(Reuters) – Norway’s Statoil said on Thursday it would change its name to Equinor, saying this would reflect its commitment to be a broad energy company rather than one just focused on oil.
In a video posted on social media, Statoil presented the switch as a way to show its determination to develop investments in renewable energy.
Reactions by various social media users were mixed.
“Equinor sounds like a princess on a horse in Game of Thrones,” said one Twitter user. “Equi” is the genitive singular in Latin for “horse”.
Others liked the change. “Congratulations on an exciting name change. The green shift is happening faster and faster. Norway must be a part of it.
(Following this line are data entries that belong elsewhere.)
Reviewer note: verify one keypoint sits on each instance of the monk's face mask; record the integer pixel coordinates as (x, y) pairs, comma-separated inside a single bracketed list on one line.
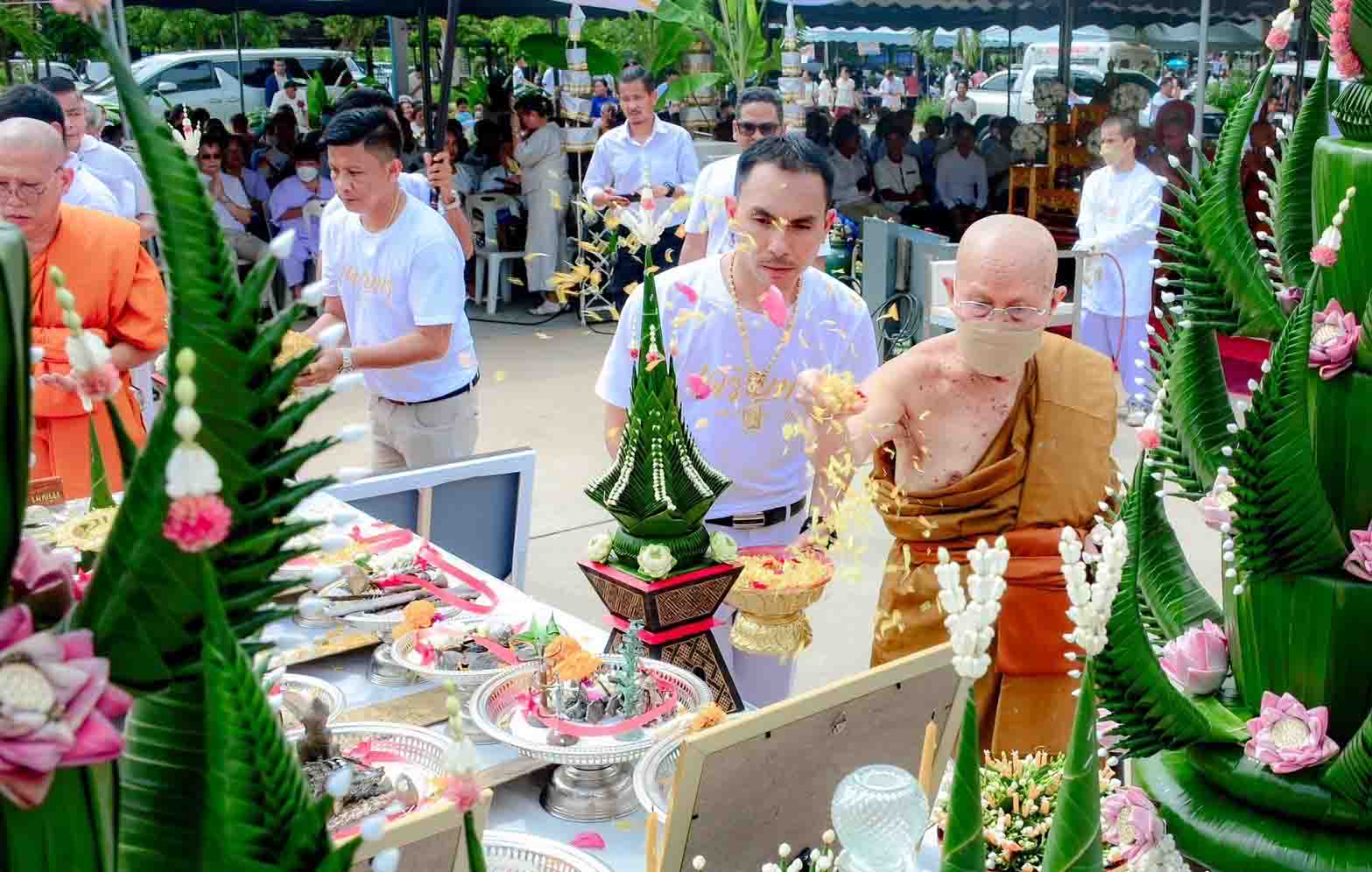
[(996, 348)]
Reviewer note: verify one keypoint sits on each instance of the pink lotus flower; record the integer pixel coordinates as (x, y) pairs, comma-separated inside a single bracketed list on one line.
[(55, 707), (1333, 341), (1130, 823), (686, 291), (1324, 256), (774, 306), (198, 523), (1360, 561), (101, 383), (1198, 661), (1217, 506), (1290, 299), (1287, 736), (699, 385)]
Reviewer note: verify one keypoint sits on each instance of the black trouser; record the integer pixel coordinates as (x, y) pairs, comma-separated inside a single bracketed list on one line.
[(629, 268)]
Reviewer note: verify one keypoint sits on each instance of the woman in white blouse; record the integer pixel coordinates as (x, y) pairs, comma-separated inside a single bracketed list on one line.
[(538, 148)]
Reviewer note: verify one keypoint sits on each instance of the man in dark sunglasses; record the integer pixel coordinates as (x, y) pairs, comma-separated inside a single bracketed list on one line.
[(707, 224)]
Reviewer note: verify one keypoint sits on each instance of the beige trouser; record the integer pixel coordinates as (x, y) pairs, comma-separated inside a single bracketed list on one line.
[(426, 433)]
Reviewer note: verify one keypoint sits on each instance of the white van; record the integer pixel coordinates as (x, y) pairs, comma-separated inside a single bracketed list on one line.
[(1096, 55), (208, 80)]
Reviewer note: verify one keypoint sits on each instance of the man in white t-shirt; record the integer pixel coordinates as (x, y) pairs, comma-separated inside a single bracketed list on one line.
[(750, 363), (707, 222), (232, 207), (390, 266)]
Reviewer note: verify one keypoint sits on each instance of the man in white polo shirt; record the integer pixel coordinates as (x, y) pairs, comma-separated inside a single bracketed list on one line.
[(750, 362), (389, 264)]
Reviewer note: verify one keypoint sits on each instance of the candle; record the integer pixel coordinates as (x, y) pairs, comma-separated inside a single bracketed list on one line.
[(926, 760)]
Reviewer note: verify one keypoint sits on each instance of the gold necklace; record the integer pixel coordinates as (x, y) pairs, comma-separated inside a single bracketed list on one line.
[(752, 413)]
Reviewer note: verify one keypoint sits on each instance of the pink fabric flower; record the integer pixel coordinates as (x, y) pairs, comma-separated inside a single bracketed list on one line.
[(1217, 506), (774, 306), (1287, 736), (699, 385), (1333, 341), (198, 523), (101, 383), (1130, 823), (1198, 661), (1290, 299), (55, 707), (1360, 561), (686, 291)]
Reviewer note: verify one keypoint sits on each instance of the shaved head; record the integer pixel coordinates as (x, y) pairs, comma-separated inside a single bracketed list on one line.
[(1007, 259), (32, 179)]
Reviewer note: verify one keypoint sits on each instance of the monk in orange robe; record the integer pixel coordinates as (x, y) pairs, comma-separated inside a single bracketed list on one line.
[(118, 295), (994, 429)]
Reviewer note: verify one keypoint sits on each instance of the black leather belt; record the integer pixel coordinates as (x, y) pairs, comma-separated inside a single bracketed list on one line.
[(757, 520), (437, 399)]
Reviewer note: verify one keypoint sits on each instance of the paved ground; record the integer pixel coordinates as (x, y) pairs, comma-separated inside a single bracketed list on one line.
[(537, 390)]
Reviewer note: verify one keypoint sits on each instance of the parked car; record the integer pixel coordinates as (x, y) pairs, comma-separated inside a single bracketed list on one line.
[(208, 80)]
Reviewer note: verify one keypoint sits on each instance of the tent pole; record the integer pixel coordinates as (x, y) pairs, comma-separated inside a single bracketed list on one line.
[(445, 87), (237, 47), (1200, 84)]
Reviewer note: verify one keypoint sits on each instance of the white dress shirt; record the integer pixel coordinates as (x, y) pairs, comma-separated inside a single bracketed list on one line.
[(1120, 214), (962, 181), (88, 191), (626, 166)]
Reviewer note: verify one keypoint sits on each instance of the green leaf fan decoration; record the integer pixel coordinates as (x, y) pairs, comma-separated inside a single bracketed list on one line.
[(660, 486), (1296, 198), (1282, 527), (143, 603), (1153, 714), (1214, 252)]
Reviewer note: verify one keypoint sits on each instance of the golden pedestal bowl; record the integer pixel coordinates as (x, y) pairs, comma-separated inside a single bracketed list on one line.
[(773, 620)]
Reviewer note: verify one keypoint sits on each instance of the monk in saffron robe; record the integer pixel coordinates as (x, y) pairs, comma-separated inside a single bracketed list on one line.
[(118, 295), (994, 429)]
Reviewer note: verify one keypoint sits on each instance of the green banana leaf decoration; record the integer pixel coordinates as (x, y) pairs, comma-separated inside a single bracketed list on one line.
[(1294, 206), (143, 613), (1224, 276), (14, 383), (1282, 528), (1074, 840), (965, 845), (1151, 714)]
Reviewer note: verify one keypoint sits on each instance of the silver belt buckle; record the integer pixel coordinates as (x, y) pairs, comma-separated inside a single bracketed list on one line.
[(754, 520)]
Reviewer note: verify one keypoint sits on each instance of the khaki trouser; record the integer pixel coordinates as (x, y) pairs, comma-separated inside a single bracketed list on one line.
[(426, 433)]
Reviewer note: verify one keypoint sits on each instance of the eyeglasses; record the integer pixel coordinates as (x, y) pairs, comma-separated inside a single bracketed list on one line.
[(748, 128), (973, 310), (25, 193)]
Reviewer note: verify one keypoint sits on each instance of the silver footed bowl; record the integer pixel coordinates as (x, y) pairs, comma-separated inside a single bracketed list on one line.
[(519, 852), (503, 697)]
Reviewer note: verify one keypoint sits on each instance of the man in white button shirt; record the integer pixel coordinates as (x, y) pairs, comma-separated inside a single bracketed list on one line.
[(34, 102), (111, 166), (644, 152), (1120, 208), (390, 264), (750, 362)]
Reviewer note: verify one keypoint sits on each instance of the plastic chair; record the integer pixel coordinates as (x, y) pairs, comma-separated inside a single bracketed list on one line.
[(482, 210)]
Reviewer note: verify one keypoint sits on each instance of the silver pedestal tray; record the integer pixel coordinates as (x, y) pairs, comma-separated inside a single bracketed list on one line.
[(519, 852), (593, 780)]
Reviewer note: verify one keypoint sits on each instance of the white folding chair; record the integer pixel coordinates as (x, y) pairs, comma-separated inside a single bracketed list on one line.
[(482, 211), (475, 509)]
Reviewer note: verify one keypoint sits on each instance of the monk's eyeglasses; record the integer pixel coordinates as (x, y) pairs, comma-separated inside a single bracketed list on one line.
[(973, 310)]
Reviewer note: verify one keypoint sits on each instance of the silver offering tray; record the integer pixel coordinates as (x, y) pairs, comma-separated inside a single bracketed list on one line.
[(519, 852), (655, 774), (592, 782)]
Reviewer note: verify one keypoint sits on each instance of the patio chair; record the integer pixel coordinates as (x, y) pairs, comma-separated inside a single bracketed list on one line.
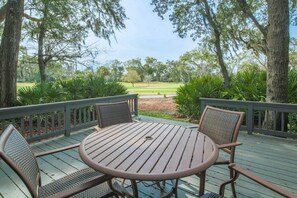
[(239, 171), (222, 126), (113, 113), (16, 152)]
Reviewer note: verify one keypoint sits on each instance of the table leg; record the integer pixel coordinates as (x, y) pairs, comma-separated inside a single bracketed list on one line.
[(119, 193), (134, 188), (202, 183)]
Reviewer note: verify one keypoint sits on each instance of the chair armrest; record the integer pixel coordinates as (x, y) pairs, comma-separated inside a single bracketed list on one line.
[(221, 146), (81, 187), (56, 150), (192, 127), (261, 181)]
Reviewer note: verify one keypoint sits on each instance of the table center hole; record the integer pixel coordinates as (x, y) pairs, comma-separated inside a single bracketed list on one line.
[(148, 137)]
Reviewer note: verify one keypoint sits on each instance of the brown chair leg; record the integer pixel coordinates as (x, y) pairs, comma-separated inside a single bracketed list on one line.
[(233, 184), (202, 183)]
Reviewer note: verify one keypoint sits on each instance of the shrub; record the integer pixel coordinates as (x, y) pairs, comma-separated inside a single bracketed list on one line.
[(71, 89), (188, 96), (248, 85)]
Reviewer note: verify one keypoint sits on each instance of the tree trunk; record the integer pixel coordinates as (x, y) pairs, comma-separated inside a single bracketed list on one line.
[(277, 52), (9, 51), (212, 22), (41, 62), (221, 59)]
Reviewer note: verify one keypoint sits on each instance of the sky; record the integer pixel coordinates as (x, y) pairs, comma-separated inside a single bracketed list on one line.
[(146, 34)]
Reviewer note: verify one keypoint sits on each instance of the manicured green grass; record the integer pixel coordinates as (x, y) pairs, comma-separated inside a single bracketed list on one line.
[(167, 116), (153, 88), (20, 85)]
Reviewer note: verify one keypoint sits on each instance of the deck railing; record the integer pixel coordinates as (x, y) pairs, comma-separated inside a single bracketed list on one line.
[(276, 119), (42, 121)]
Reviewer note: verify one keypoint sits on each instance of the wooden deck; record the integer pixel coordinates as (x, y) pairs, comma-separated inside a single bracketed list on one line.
[(275, 159)]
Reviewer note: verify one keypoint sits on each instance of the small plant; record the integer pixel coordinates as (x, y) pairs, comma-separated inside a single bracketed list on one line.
[(188, 96), (70, 89)]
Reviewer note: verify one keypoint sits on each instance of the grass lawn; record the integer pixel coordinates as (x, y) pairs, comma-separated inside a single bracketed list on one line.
[(20, 85), (152, 88)]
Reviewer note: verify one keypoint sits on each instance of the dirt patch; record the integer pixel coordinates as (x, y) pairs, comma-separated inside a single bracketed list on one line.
[(164, 105)]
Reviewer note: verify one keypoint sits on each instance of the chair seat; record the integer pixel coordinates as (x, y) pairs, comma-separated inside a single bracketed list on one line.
[(75, 179), (221, 160), (211, 195)]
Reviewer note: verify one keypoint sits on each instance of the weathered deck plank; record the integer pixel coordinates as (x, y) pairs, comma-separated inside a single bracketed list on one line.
[(274, 159)]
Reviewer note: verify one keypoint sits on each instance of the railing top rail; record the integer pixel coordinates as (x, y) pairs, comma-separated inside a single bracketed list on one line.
[(39, 108), (246, 103), (70, 102)]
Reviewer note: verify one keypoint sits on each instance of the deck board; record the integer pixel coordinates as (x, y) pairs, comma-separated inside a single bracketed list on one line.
[(274, 159)]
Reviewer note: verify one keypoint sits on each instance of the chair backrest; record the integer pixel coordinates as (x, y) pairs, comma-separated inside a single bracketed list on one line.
[(16, 152), (221, 125), (240, 171), (113, 113)]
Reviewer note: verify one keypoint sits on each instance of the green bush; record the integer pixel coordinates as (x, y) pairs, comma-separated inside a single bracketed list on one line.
[(292, 86), (188, 96), (71, 89), (249, 85)]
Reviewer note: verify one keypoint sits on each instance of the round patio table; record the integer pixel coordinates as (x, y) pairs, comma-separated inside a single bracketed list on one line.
[(148, 152)]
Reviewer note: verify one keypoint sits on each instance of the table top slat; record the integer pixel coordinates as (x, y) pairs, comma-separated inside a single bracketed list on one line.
[(105, 135), (162, 163), (135, 161), (178, 152), (131, 150), (148, 151), (157, 155), (199, 150), (116, 145), (103, 144), (125, 150), (189, 151)]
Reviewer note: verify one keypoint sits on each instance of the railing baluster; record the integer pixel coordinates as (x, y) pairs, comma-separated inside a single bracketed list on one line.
[(22, 125), (74, 116), (89, 113), (282, 122), (85, 114), (46, 123), (53, 121), (59, 120), (79, 116), (291, 122), (259, 120), (40, 121), (31, 125)]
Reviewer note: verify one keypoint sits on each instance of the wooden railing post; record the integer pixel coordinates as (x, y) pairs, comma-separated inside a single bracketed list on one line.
[(250, 119), (67, 120), (136, 105), (202, 107)]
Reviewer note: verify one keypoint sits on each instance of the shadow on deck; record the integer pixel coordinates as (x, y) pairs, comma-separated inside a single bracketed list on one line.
[(274, 159)]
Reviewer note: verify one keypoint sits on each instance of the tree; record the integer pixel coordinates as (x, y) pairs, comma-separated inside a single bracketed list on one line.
[(132, 76), (9, 51), (136, 65), (63, 40), (199, 19), (201, 61), (116, 70), (103, 71), (277, 51)]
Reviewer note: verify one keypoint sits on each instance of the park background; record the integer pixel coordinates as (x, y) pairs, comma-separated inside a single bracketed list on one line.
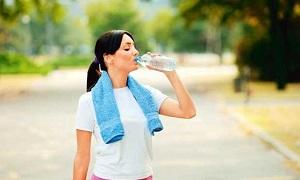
[(243, 54)]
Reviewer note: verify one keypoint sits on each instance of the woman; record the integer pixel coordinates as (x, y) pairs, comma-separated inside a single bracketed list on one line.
[(121, 113)]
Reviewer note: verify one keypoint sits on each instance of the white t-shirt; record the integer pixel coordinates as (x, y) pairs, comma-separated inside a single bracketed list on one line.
[(129, 158)]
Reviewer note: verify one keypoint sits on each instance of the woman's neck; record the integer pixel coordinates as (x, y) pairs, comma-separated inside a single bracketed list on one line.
[(118, 79)]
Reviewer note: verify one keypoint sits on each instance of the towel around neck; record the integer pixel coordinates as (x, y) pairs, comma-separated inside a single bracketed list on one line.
[(107, 113)]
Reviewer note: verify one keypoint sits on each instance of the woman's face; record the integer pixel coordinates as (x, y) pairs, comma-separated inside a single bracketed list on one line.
[(123, 59)]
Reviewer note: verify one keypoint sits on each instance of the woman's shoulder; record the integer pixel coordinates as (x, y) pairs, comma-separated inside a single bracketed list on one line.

Good luck with the process,” tweeted Norwegian Culture Minister Trine Skei Grande.
Equinor is a combination of “equi”, the starting point for words like equal, equality and equilibrium, and “nor” for Norway, the company said.
It follows name changes by several other energy firms.
Orsted changed its name last year from DONG Energy, short for Danish Oil and Natural Gas, to rebrand itself as a renewable energy specialist and to court investors keen on green investments, after selling its oil and gas business.
France’s Engie switched from GDF Suez in 2015. GDF was short for “Gaz de France”.
Statoil, which is headquartered in the port city and oil industry hub of Stavanger, has come to symbolize Norway’s rise in the last half-century to one of the world’s richest nations.
The local newspaper Stavanger Aftenblad ran a straw poll asking readers whether they liked the name change, with 1,057 people saying “no” and 232 saying “yes”.
The proposal will be put to the company’s annual general meeting on May 15, but Statoil said it already had the backing of the Norwegian state, which has a 67 percent stake.
“The decision reflects that Statoil is developing itself into a broad energy company in line with global developments in the energy sector,” Oil and Energy Minister Terje Soeviknes told Reuters.
Statoil said it expected to invest 15 to 20 percent of capital spending by 2030 in what it calls new energy solutions.
“Reflecting on the global energy transition and how we are developing as a broad energy company, it has become natural to change our name,” Statoil CEO Eldar Saetre said in a statement.